3/20/2010 3:22:00 AM

0

En Sat, 20 Mar 2010 00:04:08 -0300, Jimbo <nilly16@yahoo.com> escribió:

> I am trying to grab some numbers from a string containing HTML text.
> Can you suggest any good functions that I could use to do this? What
> would be the easiest way to extract the following numbers from this
> string...
>
> My String has this layout & I have commented what I want to grab:
> [CODE] """</th>
> <td class="last">43.200 </td>
> <td class="change indicator" nowrap>0.040 </td>
>
> <td>43.150 </td> #
> I need to grab this number only
> <td>43.200 </td>
> <td>43.130 </td> #
> I need to grab this number only

I'd use BeautifulSoup [1] to handle bad formed HTML like that.

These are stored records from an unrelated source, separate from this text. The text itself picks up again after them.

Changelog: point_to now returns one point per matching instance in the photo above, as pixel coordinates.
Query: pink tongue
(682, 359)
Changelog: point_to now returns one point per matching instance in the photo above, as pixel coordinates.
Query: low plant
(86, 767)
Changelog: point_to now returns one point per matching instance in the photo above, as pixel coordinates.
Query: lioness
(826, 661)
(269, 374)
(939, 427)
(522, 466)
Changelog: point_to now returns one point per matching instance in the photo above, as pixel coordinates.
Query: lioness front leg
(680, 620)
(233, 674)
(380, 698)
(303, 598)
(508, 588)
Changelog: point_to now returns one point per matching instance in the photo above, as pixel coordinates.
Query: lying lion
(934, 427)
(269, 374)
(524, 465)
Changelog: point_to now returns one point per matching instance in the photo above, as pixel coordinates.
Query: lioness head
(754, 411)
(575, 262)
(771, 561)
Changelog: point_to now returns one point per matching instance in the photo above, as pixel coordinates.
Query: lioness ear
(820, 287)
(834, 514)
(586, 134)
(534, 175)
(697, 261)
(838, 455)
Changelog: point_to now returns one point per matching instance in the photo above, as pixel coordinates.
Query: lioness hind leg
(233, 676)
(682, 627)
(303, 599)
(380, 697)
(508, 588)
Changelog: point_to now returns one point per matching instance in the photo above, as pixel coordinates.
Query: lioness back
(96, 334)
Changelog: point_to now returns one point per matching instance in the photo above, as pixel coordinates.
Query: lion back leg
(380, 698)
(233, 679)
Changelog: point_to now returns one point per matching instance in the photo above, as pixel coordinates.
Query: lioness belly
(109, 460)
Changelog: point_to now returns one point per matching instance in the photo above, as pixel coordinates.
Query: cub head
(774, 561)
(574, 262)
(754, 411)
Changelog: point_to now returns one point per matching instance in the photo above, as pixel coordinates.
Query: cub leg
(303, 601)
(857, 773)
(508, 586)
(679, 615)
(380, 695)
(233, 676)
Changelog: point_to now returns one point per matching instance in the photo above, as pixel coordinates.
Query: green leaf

[1] http://www.crummy.com/software/Beau...

--
Gabriel Genellina

Luis M. González

3/20/2010 12:51:00 PM

0

On Mar 20, 12:04 am, Jimbo <nill...@yahoo.com> wrote:
> Hello
>
> I am trying to grab some numbers from a string containing HTML text.
> Can you suggest any good functions that I could use to do this? What
> would be the easiest way to extract the following numbers from this
> string...
>
> My String has this layout & I have commented what I want to grab:
> [CODE] """</th>
>                                 <td class="last">43.200 </td>
>                                 <td class="change indicator" nowrap>0.040 </td>
>
>                                                    <td>43.150 </td> #
> I need to grab this number only
>                                 <td>43.200 </td>
>                                                    <td>43.130 </td> #
> I need to grab this number only
>                                 <td>43.290 </td>                                         <td>43.100 </td> # I need to
> grab this number only
>                                 <td>7,450,447 </td>
>                                 <td class="middle"><a
>                                         href="/asx/markets/optionPrices.do?
> by=underlyingCode&underlyingCode=BHP&expiryDate=&optionType=">Options</
> a></td>
>                                 <td class="middle"><a
>                                         href="/asx/markets/warrantPrices.do?
> by=underlyingAsxCode&underlyingCode=BHP">Warrants & Structured
> Products</a></td>
>                                 <td class="middle"><a
>                                         href="/asx/markets/cfdPrices.do?
> by=underlyingAsxCode&underlyingCode=BHP">CFDs</a></td>
>                                 <td class="middle"><a href="http://hfgapps.hubb.com...
> Charts.aspx?
> TimeFrame=D6&compare=comp_index&indicies=XJO&pma1=20&pma2=20&asxCode=BHP">< img
> src="/images/chart.gif" border="0" height="15" width="15"></a>
> </td>
>                                 <td><a href="/research/announcements/status_notes.htm#XD">XD</a>
>                                 </td>
>                                 <td><a href="/asx/statistics/announcements.do?
> by=asxCode&asxCode=BHP&timeframe=D&period=W">Recent</a>
> </td>
>                         </tr>"""[/CODE]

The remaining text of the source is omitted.